I've started reading Harriet Reisen's Louisa May Alcott: The Woman Behind Little Women, and right from the start she's caught my attention. How can you not appreciate an author who on the first page writes:
"Like so many other girls, I fell under the spell of Louisa may Alcott when my mother presented Little Women to me as if it were the key to a magic kingdom. I was taken into Louisa's story so completely that a book with covers and pages has no place in my memory of the experience. While I was there, by my mother's decree, my life was suspended."
The passage actually gave me shivers. I love the idea of a story being so wonderful and captivating that it transcends the physical, a book with pages, and the reader literally falls into the story and becomes part of its world. Those are always the best books and it's not every read that achieves that completeness.

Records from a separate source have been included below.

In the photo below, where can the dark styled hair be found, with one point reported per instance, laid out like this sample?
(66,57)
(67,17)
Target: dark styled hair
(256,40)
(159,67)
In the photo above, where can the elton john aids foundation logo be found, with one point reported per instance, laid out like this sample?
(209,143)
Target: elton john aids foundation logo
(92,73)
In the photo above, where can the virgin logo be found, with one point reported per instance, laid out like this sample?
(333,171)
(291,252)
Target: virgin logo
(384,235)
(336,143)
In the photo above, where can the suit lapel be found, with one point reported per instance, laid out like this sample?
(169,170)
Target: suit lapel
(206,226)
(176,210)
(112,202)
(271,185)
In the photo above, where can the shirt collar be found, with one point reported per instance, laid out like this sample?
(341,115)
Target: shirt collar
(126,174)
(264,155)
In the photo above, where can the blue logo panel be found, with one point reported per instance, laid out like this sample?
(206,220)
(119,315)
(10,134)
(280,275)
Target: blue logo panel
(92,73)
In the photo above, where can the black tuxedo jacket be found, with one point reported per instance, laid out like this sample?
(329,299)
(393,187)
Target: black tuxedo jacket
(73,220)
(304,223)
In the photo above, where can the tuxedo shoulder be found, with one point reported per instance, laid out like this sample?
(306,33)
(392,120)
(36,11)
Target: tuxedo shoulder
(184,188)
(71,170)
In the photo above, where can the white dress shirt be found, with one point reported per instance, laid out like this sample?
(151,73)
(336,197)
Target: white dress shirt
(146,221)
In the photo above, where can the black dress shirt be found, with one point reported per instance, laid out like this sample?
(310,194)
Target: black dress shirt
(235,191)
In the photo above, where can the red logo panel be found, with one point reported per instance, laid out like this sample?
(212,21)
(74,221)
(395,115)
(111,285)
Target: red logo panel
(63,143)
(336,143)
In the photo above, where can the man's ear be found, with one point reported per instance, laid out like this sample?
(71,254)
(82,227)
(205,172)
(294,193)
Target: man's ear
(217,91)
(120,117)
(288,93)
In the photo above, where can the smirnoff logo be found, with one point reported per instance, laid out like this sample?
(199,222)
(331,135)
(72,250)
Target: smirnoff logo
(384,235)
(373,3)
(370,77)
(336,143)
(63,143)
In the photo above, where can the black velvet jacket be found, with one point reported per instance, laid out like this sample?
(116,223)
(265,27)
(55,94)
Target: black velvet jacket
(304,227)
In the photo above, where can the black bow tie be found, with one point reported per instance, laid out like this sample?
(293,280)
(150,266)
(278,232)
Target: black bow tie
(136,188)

I don't actually remember when I first read Little Women. I think I must have read an abridged version or some sort of junior reader, as it seems I always knew the story, but I don't have a recollection of being swept up in its pages. I read it properly just a few years ago and enjoyed it immensely, but I think it probably works its magic best on a younger, fresher reader. Of course this is not to say I didn't appreciate it very much, as I did and have been curious about the woman who wrote it. I decided now's the time to read biography--in anticipation of the documentary airing next month.
It seems Reisen has long wanted to make a film about Louisa May Alcott. She's spent more than twenty years reading Alcott's work and researching her life and finally got together the funding for her project. The book is a result of her work and seems to have been written in conjunction with the making of the film. I've only just started reading, and my teaser is from the first chapter as Reisen introduces the reader to Louisa's mother and father. I find her father, Bronson, especially interesting. He had only a rudimentary education, but but worked hard to educate himself. "They (Bronson and his cousin William) assembled their own library of stray books hoarded by relatives, now and then scraping together enough money to purchase a volume." Imagine scraping money together to buy "A volume". I'm feeling especially fortunate at the moment.
My teaser, however, is about the school Bronson worked at and the innovations he tried.
"At last Bronson landed a teaching job at the Cheshire public school. Eagerly he set out to overturn education as he had known it. He transformed the Spartan schoolroom along Athenian lines, dignifying his students as he added backs to the uncomfortable benches, improved the lighting and heating, and provided individual slates for writing, paying for it all himself. He banished rote learning and memorization that suffocated curiosity, and avoided corporal punishment in favor of more respectful forms of social organization, including an honor system. He elicited his pupils' opinions, guiding their discussions along Socratic lines, posing questions rather than imparting facts."
The educational system was quite different than how we know it now, wasn't it? Bronson seems a fascinating individual, but why do I think the Alcott's lives were on the tumultuous side? I'm not as familiar with Louisa's story or the Transcendentalists or the life stories of any of the other authors working at that time in New England for that matter (what little I learned in high school has long since faded away). I'm hoping this will be a good introduction to this period and I feel another reading tangent coming on. First, though, I'm off to read about Louisa May Alcott!